Fig. 7 illustrates the density histogram and the PDFs of several distributions fitted to the subset of apartments in Stavanger. It is shown that beta and normal distributions are associated with a better fit compared to triangular and uniform distributions. The hover-box suggest that beta distribution with parameters [7, 40, -31, 967] has a small D-statistic and a large p-value. The energy intensity of a larger number of apartments in Stavanger can be simulated as a random variable that follows beta [7, 40, -31, 967] distribution.
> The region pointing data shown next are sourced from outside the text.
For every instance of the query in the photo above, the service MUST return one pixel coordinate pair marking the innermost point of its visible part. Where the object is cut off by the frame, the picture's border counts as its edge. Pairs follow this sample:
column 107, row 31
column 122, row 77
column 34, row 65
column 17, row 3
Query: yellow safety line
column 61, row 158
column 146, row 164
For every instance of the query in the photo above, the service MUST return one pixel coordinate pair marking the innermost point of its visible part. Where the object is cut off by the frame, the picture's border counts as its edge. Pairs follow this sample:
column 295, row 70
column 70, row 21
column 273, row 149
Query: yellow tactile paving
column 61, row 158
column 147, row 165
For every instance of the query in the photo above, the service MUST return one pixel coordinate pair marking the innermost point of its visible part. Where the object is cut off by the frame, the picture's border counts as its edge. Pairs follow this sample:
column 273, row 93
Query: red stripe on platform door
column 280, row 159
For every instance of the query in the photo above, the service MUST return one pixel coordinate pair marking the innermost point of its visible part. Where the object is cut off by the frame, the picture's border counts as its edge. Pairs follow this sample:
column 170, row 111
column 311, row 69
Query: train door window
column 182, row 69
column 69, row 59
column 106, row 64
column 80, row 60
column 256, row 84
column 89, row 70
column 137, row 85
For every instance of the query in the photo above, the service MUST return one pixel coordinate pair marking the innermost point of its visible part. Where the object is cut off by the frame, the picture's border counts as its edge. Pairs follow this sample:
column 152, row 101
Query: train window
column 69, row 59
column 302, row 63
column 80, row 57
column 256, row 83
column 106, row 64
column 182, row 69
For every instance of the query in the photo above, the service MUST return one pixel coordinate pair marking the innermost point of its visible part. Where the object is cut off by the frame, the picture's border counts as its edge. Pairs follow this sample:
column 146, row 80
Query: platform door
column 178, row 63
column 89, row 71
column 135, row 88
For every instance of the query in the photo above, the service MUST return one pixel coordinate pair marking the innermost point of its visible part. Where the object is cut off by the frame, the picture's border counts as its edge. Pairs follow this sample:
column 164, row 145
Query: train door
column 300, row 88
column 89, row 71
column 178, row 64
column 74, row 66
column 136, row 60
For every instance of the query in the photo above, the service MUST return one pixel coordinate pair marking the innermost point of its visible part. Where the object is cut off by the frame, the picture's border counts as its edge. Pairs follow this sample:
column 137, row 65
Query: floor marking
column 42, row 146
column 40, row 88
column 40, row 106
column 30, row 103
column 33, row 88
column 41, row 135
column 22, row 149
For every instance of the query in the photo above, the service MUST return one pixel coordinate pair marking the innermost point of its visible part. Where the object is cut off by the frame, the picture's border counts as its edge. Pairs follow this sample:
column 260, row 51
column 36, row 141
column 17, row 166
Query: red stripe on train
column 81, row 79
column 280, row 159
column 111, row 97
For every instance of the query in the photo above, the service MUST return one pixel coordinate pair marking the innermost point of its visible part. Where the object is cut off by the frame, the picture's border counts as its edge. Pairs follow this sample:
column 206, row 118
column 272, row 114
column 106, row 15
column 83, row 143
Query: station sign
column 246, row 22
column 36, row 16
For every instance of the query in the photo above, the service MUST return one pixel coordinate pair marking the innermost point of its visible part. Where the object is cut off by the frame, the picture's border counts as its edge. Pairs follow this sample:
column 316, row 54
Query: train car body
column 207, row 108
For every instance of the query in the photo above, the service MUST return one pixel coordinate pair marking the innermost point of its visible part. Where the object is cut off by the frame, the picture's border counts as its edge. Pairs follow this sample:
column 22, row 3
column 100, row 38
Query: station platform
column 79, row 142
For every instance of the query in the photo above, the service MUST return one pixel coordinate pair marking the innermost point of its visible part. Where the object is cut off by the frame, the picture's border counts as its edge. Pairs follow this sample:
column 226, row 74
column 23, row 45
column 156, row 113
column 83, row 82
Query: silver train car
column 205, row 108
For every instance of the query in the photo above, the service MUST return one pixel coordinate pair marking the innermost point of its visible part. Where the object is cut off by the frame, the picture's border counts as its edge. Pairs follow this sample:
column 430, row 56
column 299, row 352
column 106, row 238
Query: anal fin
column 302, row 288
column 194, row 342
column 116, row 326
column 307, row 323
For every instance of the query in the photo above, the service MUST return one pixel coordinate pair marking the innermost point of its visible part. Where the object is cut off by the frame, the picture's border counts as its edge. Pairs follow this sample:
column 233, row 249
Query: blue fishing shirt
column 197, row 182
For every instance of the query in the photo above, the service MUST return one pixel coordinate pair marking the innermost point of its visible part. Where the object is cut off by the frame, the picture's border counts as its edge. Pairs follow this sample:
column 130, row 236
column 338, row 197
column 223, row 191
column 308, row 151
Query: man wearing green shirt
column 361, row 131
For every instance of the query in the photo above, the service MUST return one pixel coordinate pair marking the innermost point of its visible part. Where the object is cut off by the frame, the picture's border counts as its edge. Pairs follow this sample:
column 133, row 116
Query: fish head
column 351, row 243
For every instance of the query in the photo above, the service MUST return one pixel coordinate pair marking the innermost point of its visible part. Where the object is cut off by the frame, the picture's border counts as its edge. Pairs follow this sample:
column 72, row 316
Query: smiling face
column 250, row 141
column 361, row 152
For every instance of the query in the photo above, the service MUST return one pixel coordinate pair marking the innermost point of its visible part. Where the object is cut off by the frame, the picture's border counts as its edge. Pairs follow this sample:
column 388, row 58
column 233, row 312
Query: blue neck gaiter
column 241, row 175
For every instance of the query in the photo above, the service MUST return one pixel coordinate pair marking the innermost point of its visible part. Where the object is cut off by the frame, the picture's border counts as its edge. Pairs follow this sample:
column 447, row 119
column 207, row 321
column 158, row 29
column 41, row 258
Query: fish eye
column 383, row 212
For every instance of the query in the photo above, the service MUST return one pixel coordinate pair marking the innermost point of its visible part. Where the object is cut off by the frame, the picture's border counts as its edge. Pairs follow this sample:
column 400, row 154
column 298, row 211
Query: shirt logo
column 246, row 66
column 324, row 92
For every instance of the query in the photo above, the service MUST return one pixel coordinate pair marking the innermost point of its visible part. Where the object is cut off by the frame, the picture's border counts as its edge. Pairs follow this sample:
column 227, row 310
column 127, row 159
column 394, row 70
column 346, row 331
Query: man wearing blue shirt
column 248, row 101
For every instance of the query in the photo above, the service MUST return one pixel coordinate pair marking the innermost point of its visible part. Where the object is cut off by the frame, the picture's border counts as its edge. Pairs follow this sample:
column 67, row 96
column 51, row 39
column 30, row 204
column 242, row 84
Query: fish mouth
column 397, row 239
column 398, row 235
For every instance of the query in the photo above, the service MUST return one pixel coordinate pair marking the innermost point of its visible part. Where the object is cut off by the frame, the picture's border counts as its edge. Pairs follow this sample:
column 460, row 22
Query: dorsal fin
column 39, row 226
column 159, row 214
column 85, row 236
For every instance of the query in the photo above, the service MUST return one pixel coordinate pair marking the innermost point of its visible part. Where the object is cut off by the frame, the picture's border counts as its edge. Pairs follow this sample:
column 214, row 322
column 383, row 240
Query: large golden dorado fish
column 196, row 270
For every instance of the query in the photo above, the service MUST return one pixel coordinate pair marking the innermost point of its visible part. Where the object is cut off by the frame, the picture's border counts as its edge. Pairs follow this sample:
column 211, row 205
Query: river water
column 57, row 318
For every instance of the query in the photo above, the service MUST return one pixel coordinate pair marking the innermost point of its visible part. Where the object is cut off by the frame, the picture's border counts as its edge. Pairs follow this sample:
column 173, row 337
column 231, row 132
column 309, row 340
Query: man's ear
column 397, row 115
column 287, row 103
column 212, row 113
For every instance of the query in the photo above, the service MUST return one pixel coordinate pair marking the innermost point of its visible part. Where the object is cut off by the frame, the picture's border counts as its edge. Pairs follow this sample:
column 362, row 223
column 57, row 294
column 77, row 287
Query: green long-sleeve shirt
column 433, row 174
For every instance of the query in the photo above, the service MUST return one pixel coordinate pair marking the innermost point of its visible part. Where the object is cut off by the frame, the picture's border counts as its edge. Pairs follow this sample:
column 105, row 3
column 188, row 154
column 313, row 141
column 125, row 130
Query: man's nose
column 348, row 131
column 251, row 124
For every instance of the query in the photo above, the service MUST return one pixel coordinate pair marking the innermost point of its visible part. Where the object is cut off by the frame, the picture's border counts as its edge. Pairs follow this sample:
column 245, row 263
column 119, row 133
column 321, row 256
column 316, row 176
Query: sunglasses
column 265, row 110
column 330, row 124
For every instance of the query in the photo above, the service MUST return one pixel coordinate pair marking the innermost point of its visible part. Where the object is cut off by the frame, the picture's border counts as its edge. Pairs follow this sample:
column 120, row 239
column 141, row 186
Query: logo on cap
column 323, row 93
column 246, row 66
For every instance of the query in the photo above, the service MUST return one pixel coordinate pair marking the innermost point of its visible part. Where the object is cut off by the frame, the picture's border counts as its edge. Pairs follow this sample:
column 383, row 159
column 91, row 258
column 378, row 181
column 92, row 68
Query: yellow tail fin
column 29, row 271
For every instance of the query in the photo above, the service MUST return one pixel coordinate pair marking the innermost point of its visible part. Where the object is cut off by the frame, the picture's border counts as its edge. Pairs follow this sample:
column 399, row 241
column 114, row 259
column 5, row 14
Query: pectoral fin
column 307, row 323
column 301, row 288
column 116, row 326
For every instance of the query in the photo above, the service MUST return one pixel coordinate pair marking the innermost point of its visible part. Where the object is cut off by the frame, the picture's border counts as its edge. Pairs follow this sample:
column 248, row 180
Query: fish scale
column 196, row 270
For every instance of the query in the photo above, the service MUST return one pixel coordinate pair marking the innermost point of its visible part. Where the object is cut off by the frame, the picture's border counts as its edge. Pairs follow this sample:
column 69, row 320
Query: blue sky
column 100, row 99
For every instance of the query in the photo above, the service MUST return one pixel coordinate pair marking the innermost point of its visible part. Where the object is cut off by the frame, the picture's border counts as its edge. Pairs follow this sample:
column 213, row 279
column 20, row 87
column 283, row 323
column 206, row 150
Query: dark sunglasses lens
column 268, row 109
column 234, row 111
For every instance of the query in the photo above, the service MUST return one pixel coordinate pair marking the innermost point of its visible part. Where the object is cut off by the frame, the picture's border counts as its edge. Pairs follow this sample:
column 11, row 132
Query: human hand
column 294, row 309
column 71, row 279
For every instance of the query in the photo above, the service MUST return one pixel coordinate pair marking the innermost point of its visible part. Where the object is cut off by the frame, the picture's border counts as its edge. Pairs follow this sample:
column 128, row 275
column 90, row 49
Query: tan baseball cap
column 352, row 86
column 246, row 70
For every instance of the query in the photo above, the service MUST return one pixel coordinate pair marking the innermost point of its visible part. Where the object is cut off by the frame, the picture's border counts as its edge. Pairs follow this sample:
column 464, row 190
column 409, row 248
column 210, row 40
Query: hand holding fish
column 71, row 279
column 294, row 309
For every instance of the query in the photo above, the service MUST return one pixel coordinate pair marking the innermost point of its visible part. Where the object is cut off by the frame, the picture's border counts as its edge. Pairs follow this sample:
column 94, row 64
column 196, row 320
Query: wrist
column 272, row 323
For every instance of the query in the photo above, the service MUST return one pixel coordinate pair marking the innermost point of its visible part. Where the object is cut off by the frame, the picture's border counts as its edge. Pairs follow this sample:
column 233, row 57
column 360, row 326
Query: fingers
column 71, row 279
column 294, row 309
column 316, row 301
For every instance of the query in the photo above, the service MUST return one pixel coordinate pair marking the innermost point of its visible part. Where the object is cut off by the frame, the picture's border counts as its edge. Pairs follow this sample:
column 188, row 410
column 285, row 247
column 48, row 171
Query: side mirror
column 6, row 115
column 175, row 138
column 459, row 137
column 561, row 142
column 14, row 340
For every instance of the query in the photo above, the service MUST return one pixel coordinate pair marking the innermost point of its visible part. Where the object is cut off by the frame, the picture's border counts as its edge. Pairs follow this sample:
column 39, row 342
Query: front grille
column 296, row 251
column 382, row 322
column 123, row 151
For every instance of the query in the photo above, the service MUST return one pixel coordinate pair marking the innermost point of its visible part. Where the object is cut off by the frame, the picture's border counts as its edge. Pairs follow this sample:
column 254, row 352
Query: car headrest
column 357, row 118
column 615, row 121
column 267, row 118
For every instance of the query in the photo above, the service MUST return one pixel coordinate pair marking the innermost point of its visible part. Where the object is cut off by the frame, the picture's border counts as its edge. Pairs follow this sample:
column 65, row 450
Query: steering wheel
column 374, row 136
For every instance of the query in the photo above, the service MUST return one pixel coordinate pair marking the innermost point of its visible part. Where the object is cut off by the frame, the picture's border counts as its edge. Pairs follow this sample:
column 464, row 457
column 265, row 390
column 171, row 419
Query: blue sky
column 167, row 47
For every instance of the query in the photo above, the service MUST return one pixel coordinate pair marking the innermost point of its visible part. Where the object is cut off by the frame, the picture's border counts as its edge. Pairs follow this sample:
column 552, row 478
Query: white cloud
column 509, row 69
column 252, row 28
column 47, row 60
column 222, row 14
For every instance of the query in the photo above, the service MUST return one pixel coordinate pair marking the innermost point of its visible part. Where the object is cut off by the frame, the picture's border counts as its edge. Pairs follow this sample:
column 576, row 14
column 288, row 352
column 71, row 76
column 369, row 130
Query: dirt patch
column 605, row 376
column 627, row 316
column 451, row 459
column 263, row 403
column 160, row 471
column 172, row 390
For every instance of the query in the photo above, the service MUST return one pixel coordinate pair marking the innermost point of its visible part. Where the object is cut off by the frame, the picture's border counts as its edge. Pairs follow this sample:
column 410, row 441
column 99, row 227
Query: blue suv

With python and scipy, this may be done as follows:

# Simulate 10000 apartments given the parameterised theoretical distribution
>>> from scipy.stats import beta
>>> r = beta.rvs(7, 40, -31, 967, size=10000)
>>> r
array([ 84.3377058, 93.90328628, 153.86908053, ..., 45.10635533, 88.0250997, 194.9165163 ])
# Illustrate the simulated results using a density histogram in matplotlib
>>> import matplotlib.pyplot as plt
>>> plt.figure()
>>> plt.hist(r, bins=50, density=True)
>>> plt.show()
which the generates the histogram shown in Fig. 8.

stats
Fig. 8: Density histogram of energy intensities sampled randomly from beta [7, 40, -31, 967] distribution for 10000 apartments in Stavanger

As expected, the histogram in Fig. 8 looks similar to the one that the inference is done upon (Fig. 7). Accurately replicating the distribution of the data through pseudo-random numbers is the basis of modelling/simulating built stock by means of probabilistic programming.